Overfitting on dog breeds classification[SOLVED]

I use resnet34 with data augmentation. Firstly I train it with frozen weights then unfreeze weights and continue training with differential learning rates. Why does it start t overfit so much after unfreezing weights? Am I doing something wrong?

arch =     resnet34
PATH = 'data/dog_breeds/'
sz = 224

n = len(list(open(f'{PATH}labels.csv'))) - 1 
val_idxs = get_cv_idxs(n)

def get_data(sz):
    tfms = tfms_from_model(arch, sz, aug_tfms=transforms_side_on, max_zoom=1.1)
    data = ImageClassifierData.from_csv(PATH, 'train', f'{PATH}labels.csv', bs=32, tfms=tfms, 
                                        val_idxs=val_idxs, suffix='.jpg', test_name='test', num_workers=3)
    return data

data = get_data(sz)
learn = ConvLearner.pretrained(resnet34, data)


lrs = [1e-4, 1e-3, 5e-2]
lr = 5e-2

learn.fit(lr, 3, cycle_len=1)


learn.fit(lrs, 2, cycle_len=2, cycle_mult=2)

(After last epoch training loss is a lot smaller than validation one, it wasn’t the case for frozen model)

The reason for overfitting were the high learning rates for first resnet layers.
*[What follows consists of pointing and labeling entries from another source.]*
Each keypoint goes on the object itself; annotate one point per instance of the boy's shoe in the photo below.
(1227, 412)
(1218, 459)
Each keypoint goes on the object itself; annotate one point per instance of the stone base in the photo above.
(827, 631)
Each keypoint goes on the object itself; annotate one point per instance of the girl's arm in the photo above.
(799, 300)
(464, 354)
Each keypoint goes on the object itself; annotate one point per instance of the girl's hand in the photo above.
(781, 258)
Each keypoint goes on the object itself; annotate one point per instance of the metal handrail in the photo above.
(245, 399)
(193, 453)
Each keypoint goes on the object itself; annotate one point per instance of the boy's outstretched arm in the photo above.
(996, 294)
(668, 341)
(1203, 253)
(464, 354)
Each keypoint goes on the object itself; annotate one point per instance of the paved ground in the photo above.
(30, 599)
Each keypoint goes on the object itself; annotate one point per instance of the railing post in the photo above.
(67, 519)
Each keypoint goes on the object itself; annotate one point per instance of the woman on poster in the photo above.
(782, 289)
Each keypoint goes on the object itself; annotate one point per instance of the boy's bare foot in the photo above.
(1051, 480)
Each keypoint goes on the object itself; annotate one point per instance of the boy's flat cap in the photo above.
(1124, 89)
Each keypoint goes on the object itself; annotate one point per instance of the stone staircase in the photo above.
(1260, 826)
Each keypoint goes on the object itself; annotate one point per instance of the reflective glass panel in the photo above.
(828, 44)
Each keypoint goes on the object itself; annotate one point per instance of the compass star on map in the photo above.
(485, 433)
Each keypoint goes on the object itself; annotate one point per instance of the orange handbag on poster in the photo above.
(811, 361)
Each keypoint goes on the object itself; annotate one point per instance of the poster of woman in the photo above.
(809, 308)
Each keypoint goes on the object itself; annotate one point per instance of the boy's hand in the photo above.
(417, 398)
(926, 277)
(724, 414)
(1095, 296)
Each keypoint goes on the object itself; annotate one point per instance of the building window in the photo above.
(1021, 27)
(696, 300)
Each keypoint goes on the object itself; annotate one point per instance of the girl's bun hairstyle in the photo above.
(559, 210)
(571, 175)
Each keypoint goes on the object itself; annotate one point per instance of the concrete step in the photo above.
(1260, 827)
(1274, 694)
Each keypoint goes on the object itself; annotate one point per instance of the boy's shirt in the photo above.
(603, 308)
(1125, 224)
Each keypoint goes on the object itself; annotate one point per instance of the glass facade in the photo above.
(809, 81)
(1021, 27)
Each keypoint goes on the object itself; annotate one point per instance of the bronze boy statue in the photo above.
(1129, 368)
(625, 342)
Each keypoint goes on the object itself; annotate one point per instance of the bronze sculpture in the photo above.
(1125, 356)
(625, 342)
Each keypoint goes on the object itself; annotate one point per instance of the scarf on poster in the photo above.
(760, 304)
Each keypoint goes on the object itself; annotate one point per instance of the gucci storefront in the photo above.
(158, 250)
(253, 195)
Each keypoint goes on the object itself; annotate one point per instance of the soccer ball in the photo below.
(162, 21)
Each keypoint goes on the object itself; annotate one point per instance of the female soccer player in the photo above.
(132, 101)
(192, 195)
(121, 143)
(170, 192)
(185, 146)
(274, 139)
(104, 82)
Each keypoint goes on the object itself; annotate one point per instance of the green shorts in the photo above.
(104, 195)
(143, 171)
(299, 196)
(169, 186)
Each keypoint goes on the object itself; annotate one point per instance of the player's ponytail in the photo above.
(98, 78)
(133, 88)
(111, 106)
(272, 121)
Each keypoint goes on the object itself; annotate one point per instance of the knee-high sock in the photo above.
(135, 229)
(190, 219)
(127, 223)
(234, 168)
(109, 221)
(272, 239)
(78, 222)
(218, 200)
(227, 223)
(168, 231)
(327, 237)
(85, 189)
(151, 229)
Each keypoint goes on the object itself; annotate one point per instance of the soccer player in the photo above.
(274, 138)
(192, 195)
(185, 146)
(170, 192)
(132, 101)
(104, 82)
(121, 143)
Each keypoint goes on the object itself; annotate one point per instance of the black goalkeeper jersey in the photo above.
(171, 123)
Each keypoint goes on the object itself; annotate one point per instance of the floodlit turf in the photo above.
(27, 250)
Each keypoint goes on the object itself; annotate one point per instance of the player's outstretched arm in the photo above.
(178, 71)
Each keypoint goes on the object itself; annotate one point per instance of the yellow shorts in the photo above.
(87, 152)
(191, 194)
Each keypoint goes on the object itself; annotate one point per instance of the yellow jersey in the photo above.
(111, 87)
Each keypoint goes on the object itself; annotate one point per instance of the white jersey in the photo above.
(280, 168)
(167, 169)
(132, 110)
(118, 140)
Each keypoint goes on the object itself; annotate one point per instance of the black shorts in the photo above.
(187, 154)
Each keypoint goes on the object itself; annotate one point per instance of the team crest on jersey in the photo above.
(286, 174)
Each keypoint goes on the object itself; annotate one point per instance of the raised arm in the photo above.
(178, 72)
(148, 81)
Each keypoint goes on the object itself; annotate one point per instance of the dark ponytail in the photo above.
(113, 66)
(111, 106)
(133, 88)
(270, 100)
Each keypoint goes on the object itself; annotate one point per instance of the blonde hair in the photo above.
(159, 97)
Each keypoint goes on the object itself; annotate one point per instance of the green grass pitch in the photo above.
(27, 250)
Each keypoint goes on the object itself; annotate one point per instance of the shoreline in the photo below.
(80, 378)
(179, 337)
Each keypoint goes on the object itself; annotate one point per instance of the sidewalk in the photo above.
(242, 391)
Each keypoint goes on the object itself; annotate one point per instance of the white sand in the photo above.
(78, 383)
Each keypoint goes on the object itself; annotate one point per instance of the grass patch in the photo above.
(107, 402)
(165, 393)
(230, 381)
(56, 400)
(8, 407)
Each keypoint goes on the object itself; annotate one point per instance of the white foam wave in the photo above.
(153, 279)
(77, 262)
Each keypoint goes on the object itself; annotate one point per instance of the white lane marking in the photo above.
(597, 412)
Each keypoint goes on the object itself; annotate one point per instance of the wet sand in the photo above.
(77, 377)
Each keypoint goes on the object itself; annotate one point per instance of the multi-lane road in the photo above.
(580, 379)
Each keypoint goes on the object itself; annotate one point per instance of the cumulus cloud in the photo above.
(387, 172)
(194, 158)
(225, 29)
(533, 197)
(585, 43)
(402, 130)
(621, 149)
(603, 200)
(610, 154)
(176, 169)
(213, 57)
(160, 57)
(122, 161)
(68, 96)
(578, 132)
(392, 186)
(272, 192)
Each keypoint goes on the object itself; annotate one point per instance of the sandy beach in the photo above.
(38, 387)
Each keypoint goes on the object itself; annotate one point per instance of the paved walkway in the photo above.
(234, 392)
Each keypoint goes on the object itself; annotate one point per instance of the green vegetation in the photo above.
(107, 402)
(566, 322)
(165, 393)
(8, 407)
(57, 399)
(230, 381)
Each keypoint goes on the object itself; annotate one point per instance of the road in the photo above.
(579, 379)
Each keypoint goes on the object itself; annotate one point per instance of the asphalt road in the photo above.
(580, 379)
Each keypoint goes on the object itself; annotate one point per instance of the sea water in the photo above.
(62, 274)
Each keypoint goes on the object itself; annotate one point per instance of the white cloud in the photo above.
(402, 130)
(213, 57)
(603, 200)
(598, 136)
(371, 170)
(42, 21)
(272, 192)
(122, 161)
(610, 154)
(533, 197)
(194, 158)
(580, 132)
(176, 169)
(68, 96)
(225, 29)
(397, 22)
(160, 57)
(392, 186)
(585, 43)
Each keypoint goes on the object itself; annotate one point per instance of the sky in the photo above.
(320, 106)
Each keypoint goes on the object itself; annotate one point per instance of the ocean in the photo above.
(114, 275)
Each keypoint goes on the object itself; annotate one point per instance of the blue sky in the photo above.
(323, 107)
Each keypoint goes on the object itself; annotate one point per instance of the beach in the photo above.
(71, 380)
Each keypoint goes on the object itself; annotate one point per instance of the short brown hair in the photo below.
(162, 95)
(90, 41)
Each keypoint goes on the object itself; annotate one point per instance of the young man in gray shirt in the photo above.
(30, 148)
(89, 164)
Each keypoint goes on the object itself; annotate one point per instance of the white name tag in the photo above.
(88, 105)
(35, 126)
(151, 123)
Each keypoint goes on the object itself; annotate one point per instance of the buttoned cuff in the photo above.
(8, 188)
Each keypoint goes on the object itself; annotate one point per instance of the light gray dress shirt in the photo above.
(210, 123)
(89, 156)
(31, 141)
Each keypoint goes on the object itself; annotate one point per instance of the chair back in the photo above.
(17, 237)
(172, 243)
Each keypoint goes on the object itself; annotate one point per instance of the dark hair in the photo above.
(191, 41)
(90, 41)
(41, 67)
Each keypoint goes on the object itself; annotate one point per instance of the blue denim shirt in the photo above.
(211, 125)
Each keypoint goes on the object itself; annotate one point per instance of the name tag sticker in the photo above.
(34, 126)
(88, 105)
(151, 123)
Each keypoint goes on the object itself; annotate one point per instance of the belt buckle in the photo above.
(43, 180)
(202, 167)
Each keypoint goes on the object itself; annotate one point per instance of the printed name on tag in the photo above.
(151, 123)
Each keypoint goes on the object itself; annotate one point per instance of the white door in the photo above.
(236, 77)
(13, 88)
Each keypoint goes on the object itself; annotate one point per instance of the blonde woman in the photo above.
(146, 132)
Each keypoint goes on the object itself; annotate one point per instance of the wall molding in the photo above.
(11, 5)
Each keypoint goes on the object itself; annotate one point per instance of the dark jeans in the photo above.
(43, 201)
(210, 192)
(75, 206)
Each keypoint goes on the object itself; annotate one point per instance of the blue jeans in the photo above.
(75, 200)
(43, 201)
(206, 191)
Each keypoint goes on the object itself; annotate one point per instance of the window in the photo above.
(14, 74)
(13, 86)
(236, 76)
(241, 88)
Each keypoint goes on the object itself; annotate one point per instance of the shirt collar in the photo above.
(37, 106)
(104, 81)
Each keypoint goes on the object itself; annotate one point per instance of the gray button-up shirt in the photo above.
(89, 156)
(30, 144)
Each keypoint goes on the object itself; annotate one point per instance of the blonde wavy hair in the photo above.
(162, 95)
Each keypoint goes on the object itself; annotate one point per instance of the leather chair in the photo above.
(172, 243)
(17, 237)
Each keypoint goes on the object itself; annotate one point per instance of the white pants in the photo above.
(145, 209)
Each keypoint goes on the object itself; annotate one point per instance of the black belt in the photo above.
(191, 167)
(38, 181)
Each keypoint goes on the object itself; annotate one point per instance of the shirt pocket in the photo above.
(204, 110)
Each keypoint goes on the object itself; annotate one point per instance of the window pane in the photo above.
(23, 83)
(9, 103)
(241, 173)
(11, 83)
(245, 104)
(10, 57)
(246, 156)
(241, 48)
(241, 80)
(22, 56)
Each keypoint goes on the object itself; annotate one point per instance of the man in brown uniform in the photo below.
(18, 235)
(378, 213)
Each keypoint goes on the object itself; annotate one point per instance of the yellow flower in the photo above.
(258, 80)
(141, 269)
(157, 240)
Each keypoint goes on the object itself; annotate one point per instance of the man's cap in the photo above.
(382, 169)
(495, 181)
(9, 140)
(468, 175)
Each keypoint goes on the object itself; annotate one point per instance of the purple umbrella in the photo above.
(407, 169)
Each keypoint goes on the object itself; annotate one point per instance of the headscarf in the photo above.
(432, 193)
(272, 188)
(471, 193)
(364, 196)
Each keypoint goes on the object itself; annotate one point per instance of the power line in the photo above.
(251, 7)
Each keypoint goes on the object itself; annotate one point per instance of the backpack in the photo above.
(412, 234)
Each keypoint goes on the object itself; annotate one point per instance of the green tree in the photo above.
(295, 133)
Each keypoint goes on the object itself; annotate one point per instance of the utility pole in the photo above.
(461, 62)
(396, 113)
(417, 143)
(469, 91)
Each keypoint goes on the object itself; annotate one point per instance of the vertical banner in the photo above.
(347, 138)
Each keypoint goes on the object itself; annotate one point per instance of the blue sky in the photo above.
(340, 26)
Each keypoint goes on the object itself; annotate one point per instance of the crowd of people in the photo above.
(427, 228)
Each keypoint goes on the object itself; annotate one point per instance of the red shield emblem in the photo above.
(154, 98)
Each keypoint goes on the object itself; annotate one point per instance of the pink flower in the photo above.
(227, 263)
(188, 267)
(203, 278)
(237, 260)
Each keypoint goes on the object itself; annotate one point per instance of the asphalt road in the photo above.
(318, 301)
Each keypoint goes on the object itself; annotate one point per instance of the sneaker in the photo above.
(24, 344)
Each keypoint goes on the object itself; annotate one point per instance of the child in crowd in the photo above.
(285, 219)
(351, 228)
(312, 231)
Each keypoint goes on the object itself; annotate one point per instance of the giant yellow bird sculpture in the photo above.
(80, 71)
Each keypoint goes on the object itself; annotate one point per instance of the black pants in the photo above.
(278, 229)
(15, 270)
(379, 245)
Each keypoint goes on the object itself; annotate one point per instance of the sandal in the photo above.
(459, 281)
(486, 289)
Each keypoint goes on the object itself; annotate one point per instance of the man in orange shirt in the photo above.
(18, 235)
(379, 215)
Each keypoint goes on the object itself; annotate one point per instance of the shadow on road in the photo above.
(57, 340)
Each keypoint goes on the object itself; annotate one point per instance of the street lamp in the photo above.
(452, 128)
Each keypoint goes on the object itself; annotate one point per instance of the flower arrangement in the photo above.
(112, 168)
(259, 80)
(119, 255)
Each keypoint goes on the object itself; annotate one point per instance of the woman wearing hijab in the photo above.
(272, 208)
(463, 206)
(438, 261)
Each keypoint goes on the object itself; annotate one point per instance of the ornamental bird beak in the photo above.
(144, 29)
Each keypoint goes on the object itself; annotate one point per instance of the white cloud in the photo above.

Decreasing them helped me to get a lot better results.


I’m reopening this because I’ve seen the same.

But why does overfitting occure if we use a learning rate that is “too high”?
e.g. I tried differential learning rates of [1e-5,1e-3,1e-2] instead of the “normal” [1e-4,1e-3,1e-2] and got a accuracy improvement of about 1%. What is the intuition behind it?

Intuitively: The first few layers are already well trained (pretrained) to recognize abstract features. Yet if you allow them to be trained with too high a learning rate, they will home in on the specific things in your train set, and that’s not what we want; the first few layers should still just keep recognizing abstract high level features (edges, corners, circles, and then eyes, noses, …). The main learning happens in the final few layers where we’re putting it all together to tell one dog from another dog.